(La suite ...)
Soit, tournons-nous donc vers le présent. Pourriez-vous nier, Excellence, vous qui êtes rompu aux secrets qui gouvernent la marche des nations, que le rayonnement de la France dans le monde, après la deuxième guerre mondiale et les " guerres coloniales ", fut basé essentiellement sur la sauvegarde des positions stratégiques, géopolitiques et économiques qu'elle tenait en Afrique ? Chassés d'Alger, de Mers El-Kébir et des vignobles de Sidi-bel-Abbès, ayant perdu les puits de pétrole et les champs de tir nucléaire du Sahara, vous avez repositionné vos forces à Dakar, Bangui, Ndjaména, Port-Gentil, sur les rochers imprenables des Afars et des Issas, contrôlant d'un côté toute l'Atlantique, de Sao-Paulo jusqu'à la Terre de Feu, de l'autre, l'Océan Indien et le Pacifique, du Cap de Bonne Espérance à la Mer Rouge, jusqu'au golfe du Tonkin. Pensez-vous donc que c'est de vos ports de Brest et de Toulon, ou même des silos du plateau d'Albion où dormaient avec leurs têtes de mort vos missiles balistiques, que vous régniez sur tant de terres et d'océans ? C'est bien en Afrique que vous avez gagné la troisième guerre mondiale, celle dite " froide ", en contenant dans des poches contrôlables l'appétit insatiable des Soviets et de leurs auxiliaires " barbudos ", même s'il a fallu pour cela, mais il n'y a pas à en avoir honte, faire le lit de dictatures sanglantes comme à Kinshasa, Bangui ou, par contrecoup, Conakry. Qui ne se souvient donc, dans les années 70, de vos Transall lourdement chargés, fendant les murs de Fenêtre-Mermoz pour jeter sur Kolwezi vos légionnaires aux noms de rapaces effrayants, moins d'ailleurs pour sauver un régime et ses institutions, que les champs diamantifères et de cobalt, ainsi que des raids répétés de vos Jaguars sur Faya-Largeau, pour rappeler à la raison le bouillant colonel libyen ? Il est vrai que depuis, le Mur de Berlin est tombé, l'empire soviétique, la glasnost aidant, a volé en éclats, et l'Europe dite libre s'est brusquement souvenue qu'elle avait sur les bords de l'Adriatique et du Danube bleu, du côté des Carpates, de Sarajevo et de Cracovie, des cousins bien plus ressemblants que les Toubous du Tibesti, les Haoussa du Niger ou les Mossi de la Volta. Charité bien ordonnée commence par sa tribu.

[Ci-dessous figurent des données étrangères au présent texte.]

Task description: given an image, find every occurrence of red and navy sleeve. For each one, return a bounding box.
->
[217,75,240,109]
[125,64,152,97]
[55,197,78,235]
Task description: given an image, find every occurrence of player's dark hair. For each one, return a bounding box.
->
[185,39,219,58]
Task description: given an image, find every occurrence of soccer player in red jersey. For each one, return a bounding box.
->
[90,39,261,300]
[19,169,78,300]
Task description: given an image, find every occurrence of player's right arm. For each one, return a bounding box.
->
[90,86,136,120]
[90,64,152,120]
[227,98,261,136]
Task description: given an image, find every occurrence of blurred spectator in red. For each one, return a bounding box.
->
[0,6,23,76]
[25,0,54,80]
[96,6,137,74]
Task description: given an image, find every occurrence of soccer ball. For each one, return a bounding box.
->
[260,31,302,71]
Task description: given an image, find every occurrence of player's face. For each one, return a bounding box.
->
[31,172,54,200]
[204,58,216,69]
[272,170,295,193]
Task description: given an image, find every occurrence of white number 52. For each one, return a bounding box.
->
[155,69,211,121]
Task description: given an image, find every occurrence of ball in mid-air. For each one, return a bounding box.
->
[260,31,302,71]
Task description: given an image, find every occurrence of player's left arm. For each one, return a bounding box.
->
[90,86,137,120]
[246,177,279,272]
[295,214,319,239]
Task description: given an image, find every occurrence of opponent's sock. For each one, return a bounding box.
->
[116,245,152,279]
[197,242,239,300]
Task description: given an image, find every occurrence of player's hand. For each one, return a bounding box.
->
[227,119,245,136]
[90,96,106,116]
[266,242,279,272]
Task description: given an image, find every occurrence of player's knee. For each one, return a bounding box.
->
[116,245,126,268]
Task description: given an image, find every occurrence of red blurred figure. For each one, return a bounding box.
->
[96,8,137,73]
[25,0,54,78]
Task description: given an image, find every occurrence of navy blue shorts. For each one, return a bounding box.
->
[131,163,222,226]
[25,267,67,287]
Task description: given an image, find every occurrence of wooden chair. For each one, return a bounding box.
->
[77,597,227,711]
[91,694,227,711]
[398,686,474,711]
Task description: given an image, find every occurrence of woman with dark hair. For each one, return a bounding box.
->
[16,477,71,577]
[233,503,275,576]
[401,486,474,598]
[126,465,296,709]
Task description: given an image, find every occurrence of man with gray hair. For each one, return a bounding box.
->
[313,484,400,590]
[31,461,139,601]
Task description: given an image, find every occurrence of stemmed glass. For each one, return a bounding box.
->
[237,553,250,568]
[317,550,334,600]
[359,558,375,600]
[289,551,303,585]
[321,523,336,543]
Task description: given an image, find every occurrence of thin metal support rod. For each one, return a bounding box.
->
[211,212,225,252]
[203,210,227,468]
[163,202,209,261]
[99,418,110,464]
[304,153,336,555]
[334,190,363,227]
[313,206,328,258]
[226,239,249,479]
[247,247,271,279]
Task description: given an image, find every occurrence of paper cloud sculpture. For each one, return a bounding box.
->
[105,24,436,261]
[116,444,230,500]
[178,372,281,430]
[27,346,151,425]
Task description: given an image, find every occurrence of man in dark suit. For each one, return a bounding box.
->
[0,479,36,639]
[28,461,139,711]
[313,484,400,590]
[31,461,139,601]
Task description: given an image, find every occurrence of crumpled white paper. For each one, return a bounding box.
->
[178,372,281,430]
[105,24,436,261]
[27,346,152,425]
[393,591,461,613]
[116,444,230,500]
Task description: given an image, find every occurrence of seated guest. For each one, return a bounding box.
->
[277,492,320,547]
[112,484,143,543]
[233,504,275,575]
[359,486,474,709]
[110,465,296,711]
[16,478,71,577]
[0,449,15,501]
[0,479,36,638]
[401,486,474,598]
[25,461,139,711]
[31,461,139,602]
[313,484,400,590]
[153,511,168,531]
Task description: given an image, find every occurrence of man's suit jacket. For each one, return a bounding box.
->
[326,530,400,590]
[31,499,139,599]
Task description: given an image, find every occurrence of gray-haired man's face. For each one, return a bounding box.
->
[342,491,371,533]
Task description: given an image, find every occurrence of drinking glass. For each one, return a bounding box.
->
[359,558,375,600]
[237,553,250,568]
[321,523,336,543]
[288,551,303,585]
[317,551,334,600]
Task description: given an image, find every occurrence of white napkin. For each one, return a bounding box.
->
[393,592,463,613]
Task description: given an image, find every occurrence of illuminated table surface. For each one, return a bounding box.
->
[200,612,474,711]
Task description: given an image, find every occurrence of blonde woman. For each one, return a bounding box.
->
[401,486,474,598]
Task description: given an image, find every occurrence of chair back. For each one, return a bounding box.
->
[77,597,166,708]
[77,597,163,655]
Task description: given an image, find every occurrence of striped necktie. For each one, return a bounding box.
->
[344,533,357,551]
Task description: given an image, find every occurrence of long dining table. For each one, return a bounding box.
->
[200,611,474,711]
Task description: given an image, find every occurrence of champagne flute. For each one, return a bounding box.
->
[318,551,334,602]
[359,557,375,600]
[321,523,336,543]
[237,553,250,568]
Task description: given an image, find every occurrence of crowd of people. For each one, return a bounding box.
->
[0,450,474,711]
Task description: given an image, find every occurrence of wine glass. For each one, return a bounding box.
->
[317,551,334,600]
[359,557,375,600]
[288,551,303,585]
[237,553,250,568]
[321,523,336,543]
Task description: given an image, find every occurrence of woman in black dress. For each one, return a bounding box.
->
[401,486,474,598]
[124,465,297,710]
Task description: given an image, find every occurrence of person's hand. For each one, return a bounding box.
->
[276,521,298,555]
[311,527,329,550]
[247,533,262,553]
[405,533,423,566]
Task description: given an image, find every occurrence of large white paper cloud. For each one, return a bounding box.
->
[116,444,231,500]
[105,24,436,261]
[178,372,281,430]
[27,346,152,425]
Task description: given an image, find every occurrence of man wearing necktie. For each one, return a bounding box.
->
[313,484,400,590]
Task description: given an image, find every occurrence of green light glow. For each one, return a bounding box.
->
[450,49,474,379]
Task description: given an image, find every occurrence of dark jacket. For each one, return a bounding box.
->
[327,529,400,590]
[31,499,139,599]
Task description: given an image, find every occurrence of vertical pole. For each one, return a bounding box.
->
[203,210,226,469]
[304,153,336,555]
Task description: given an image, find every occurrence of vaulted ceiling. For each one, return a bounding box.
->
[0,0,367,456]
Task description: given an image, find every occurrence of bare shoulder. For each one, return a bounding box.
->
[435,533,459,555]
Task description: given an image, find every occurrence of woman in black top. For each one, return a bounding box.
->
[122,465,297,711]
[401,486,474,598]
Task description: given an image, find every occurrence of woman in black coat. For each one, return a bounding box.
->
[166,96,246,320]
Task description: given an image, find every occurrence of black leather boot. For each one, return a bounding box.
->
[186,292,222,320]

A quoi il faut ajouter que les pierres de Gbadolité n'ont plus le même éclat depuis la chute du léopard et les " affaires " en métropole, le café et le bois se vendent mal sur les marchés de Londres et Euro-Dysney dans le Val-de-Marne peut bien à l'occasion remplacer les safaris-photos sur l'Oubangui-Chari, à quelques poussées de réacteur des jets du GLAM.
Nous voilà donc désormais laissés " nous-dans-nous ", pour employer une savoureuse expression de notre français des Tropiques. Mais le paradoxe, Monsieur l'Ambassadeur, c'est que malgré un désengagement effectif jusque et y compris dans le pré carré Dakar, Abidjan, Libreville et Bangui, la France a toujours d'importants intérêts économiques et une forte présence humaine en Afrique, et au Sénégal particulièrement. Beaucoup voient même d'un bien mauvais oeil ce retour en force, dans les moindres secteurs de notre tissu économique, qu'ils assimilent à une forme de recolonisation. Notre génération, née à la veille des indépendances, vous a connus dans l'huilerie, l'électricité, les transports, le commerce. Elle est tout étonnée de vous y retrouver aujourd'hui, après plus de trente ans d'éclipse, résultat probablement de la crise qui frappe de plein fouet votre économie et pousse vos investisseurs et vos travailleurs à aller voir de nouveau du côté des ex-colonies. Comme au beau vieux temps des Maurel & Prom et autres " keur Compagnie ".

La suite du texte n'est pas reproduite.